Disquiet Junto Project 0056: Matter of Time

This week's project requires you to make a field recording to serve as the source audio. These are the steps:

Step 1: Locate a clock that has an audible, even if very quiet, tick to its second hand. A watch or other timepiece is also appropriate to the task.

Step 2: Record the sound of the clock for at least 30 seconds, and do so in a manner captures the sound in the greatest detail. A contact mic is highly recommended.

Step 3: Adjust and otherwise filter the recording to reveal the various noises that make up its tick. The goal is to get at the nuance of its internal mechanism.

Step 4: Create an original piece of music employing only layered loops of that sound. These layered loops can individually be transformed in any manner you choose, but at least one unaltered version of the original recording should be included in your piece.

Deadline: Monday, January 28, 2013, at 11:59pm wherever you are.

Length: Your finished work should be between 2 and 5 minutes long.

[...]

More on this 56th Disquiet Junto project at:

http://disquiet.com/2013/01/24/disquiet0056-matteroftime/

More details on the Disquiet Junto at:

http://soundcloud.com/groups/disquiet-junto/



Project account

Before I could begin remixing, I had to search for a timepiece.

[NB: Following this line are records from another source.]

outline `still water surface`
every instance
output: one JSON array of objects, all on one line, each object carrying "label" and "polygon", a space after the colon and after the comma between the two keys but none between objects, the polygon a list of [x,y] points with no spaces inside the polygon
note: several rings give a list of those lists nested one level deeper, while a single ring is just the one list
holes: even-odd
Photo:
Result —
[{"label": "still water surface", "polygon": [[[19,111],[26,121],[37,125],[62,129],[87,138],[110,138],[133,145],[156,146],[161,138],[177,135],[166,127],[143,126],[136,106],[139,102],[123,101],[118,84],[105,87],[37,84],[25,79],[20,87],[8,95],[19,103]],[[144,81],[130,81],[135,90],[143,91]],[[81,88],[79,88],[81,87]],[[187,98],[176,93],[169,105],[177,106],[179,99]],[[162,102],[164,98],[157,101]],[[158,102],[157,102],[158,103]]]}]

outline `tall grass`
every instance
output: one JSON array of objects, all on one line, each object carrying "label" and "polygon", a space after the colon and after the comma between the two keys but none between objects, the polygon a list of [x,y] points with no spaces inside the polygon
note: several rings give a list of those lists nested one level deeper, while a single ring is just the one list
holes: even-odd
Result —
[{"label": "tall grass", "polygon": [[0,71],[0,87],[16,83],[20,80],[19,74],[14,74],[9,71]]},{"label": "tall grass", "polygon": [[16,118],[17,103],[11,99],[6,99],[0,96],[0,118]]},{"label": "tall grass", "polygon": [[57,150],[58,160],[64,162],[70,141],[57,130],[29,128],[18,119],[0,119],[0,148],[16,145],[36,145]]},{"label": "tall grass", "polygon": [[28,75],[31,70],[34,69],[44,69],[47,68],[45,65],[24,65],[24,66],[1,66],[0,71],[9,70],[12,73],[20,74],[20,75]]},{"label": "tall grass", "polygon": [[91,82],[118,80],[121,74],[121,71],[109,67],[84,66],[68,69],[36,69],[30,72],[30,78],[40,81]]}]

This Fisher Price clock was the only thing I could think of in our house.



Luckily my son had been given a wristwatch recently, so it still had a battery. I experimented with different positions on my best contact microphone, settling on direct application with the clock mechanism.

There were two really good recordings in the end. I put the following one on Soundcloud and began remixing the other one, which sounded a little deeper. I can't really hear much of the mechanism but it does seem like the seconds tick with a subtle modulation that I imagine sounds like the turning wheel.



Often I'll be remixing a track and evolving the samples in a certain direction and find I get tired of it, so I'll begin again with a clearer idea of what sounds I can get from the samples. Today was one of those occasions.

The kick drum took a little bit of time to adjust the pitch and compression to get a suitable thump and then adjust Ableton Live's beatrepeat effect to get the rhythm right. Then I adjusted loops, setting their speed to varying sizes and adding beatrepeat and other modulations, reverbs and echoes.

The shape and structure was largely done when I realised I wanted a bassline to counterpoint the kick. After adjusting a short loop so two clicks sat over the beginning and end of the sample, I experimented with the Ohmboyz delay I often use for bass sounds. Then I remembered the Sinevibes plug-ins I'd bought before Christmas, settling on Reactive.

That bassline isn't just that one effect though, there are saturation and distortion effects before beatrepeat, as well as limiting, compression, delay and another filter. Anyway, once I heard that I knew the track needed more of a dubstep sorta flavour, so I mucked around with more beatrepeat and Reactive to get minor note changes and added more glitchy sorta effects, including some made by Audio Damage. Yohng's W1 Limiter is used on tracks and the master buss.